Baby Kramer
Baby Kramer (MMTCP, RYT-500, RPYT) teaches mindfulness and yoga with a blend of compassion, directness, and playful irreverence. A graduate of the Mindfulness Meditation Teacher Certification Program with Tara Brach and Jack Kornfield, she weaves secular mindfulness with yoga traditions to support resilience, healing, and recovery. With advanced training in Hatha, Yin, Restorative, Pre/Postnatal yoga, and a forthcoming 800-hour Yoga Therapy certification (IAYT), Baby moves fluidly between professional, clinical, and community settings.
Multi-culturally raised and educated, Baby has spent her career working with adolescents, professionals, incarcerated women, and people in recovery – meeting people where they are. She teaches with warmth, humor, and honesty — going straight to the heart of things, while creating a space where people feel safe, seen, and capable of change. Drawing inspiration from archetypes of transformation, resilience, and fierce compassion like Medusa and Sisa, Baby guides people to reclaim their freedom, grounded essence, and power of presence.
The Sisa Project
The Sisa Project takes its name from Noli Me Tángere (Touch Me Not), José Rizal’s revolutionary novel of the Philippines. Sisa, a mother driven to madness by the loss of her children to injustice and violence, has come to symbolize the deep wounds carried by families under systems of oppression. Her grief is not only personal — it is collective, echoing the suffering of generations who have lost children, parents, and community to poverty, incarceration, addiction, and war.
For me, as a Filipina immigrant who worked with women and families in the Philippines and now works with people in recovery, correctional facilities, and community spaces in the U.S., Sisa represents both the pain of disconnection and the fierce love that refuses to die.
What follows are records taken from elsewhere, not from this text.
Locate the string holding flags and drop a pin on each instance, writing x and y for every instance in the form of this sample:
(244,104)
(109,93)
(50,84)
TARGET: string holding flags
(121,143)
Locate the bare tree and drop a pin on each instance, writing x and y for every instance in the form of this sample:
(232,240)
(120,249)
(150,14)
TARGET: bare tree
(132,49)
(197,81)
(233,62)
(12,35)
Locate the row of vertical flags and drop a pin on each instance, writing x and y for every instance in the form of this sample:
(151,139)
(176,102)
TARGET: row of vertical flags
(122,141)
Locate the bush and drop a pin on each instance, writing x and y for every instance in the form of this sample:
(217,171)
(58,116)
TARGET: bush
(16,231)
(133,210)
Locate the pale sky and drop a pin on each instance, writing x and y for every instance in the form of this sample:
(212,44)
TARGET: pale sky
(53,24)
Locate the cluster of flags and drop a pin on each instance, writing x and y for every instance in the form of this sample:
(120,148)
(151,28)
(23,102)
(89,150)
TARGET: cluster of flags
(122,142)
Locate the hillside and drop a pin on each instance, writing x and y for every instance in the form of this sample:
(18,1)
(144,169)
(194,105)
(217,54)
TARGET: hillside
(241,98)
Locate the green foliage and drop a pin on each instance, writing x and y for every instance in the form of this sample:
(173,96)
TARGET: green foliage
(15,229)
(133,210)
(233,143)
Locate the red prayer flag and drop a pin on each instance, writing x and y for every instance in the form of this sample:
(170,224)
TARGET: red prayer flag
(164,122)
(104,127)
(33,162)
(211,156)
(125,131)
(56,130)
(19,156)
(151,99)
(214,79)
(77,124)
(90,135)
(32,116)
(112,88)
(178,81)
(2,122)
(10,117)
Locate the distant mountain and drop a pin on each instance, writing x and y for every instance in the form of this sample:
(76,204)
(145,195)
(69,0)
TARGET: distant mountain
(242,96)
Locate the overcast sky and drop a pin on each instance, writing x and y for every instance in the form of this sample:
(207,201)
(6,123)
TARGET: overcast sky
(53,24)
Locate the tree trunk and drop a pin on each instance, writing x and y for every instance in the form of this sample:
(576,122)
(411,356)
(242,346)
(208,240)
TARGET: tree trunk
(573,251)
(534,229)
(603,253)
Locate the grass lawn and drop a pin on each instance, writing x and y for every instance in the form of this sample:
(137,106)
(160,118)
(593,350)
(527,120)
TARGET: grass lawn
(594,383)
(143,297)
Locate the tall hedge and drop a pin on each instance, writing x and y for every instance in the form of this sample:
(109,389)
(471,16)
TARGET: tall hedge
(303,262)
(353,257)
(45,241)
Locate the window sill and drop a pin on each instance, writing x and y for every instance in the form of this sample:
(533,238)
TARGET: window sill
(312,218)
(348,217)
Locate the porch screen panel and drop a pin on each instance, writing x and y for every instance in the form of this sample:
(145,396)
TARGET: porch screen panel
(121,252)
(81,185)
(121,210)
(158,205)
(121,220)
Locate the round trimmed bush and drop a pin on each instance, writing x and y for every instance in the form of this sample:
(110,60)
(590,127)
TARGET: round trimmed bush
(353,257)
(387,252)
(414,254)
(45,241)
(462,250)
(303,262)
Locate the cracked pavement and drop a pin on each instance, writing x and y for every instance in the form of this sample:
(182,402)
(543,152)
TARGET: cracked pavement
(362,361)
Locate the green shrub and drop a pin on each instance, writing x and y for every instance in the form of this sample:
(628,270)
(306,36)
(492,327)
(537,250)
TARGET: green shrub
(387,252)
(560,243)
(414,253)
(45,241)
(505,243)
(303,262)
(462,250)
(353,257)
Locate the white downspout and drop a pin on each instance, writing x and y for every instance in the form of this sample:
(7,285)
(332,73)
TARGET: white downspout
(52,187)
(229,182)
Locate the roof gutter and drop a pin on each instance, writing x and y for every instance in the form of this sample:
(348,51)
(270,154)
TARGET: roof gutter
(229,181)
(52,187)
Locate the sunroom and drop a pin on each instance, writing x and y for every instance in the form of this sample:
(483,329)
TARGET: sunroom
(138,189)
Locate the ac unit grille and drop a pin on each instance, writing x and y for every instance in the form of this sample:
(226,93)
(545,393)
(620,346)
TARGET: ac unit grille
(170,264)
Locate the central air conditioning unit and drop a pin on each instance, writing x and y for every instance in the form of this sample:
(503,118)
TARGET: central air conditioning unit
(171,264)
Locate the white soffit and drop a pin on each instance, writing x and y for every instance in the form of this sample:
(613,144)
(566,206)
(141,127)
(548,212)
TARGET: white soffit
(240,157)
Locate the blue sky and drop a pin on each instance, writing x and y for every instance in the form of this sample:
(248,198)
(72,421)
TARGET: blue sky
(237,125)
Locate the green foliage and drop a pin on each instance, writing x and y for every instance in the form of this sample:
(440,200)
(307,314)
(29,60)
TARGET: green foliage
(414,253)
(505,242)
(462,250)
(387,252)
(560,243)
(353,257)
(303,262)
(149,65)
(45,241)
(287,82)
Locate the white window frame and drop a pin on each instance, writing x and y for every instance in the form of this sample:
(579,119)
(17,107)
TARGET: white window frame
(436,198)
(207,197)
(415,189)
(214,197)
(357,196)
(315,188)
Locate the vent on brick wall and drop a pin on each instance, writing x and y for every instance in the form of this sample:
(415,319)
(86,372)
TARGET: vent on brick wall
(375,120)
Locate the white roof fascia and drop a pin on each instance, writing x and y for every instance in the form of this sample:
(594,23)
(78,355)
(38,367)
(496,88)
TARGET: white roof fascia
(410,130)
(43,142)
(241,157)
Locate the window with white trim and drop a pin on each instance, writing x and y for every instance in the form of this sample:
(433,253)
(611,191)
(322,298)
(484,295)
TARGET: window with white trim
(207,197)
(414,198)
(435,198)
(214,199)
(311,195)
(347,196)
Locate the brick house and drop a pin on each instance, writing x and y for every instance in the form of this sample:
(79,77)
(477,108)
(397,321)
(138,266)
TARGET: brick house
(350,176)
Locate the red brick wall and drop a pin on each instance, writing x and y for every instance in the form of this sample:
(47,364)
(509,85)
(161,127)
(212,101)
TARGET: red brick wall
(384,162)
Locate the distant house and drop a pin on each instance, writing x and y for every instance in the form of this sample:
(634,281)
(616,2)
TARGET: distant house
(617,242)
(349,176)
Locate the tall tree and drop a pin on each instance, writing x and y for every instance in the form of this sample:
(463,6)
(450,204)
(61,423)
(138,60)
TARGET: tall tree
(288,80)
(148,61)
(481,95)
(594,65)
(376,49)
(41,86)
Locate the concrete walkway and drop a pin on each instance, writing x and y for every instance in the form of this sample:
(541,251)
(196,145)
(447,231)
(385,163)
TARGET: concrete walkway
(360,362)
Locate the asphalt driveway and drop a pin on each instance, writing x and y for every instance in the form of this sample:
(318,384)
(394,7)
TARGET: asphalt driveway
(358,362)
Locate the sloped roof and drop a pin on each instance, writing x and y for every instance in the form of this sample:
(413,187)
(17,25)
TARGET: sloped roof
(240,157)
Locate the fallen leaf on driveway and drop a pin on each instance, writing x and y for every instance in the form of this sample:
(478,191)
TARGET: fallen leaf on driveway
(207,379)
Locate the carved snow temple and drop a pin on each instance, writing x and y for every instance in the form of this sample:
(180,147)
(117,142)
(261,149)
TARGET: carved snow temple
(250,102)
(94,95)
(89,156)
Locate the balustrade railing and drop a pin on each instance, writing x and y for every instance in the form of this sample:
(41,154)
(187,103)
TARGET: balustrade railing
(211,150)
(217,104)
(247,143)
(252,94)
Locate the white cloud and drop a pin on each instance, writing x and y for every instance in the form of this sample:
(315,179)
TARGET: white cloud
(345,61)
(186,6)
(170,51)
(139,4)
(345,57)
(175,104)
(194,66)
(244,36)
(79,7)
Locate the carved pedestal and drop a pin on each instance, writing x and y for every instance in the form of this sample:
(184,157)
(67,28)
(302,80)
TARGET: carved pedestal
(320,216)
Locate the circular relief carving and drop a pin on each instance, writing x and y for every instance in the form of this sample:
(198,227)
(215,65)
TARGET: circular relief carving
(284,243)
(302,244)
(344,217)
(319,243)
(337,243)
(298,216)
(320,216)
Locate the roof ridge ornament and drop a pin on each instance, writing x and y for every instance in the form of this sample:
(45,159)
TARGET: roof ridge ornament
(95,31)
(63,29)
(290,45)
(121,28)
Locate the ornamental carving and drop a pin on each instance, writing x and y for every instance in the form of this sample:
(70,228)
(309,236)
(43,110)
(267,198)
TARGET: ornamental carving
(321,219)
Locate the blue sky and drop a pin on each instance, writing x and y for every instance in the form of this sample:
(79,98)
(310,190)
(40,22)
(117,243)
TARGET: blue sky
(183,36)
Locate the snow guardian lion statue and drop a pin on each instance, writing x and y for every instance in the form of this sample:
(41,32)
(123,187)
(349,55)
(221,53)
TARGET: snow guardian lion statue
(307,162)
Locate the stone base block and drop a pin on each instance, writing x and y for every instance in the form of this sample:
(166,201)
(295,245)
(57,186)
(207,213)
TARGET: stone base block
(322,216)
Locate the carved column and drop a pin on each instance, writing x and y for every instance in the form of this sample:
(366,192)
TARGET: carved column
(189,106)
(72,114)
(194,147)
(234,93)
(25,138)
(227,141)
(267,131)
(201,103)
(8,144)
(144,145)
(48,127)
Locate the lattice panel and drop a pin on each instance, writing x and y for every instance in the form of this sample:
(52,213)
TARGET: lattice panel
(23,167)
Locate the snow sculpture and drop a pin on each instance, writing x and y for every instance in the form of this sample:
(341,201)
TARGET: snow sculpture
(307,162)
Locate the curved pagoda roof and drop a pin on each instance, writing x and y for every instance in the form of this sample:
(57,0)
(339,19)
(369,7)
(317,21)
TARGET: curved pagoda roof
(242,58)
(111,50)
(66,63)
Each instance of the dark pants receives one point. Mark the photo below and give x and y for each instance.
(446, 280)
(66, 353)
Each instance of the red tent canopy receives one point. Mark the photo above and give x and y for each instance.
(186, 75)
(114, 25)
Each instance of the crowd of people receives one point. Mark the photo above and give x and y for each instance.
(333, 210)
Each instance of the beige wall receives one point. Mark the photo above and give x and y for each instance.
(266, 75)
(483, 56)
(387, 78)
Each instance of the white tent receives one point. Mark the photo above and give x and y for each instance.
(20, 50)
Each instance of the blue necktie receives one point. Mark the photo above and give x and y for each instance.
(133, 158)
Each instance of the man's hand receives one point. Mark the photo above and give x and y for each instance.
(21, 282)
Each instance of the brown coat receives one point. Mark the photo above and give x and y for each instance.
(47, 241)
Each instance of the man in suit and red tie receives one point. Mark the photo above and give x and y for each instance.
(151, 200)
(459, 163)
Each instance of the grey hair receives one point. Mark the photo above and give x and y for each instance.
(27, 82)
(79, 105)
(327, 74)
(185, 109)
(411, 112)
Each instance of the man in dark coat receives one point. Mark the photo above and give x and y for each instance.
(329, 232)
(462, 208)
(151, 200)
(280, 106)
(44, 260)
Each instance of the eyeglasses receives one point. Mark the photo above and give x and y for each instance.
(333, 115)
She is an archetype for mothers and fathers, for children and siblings, for whole families fractured by trauma — and for the possibility of healing, resilience, and reunion.
The Sisa Project is my initiative to carry forward this work: creating spaces where grief can be witnessed, where resilience can grow, and where both men and women, families and communities, can begin to stitch together what has been torn apart.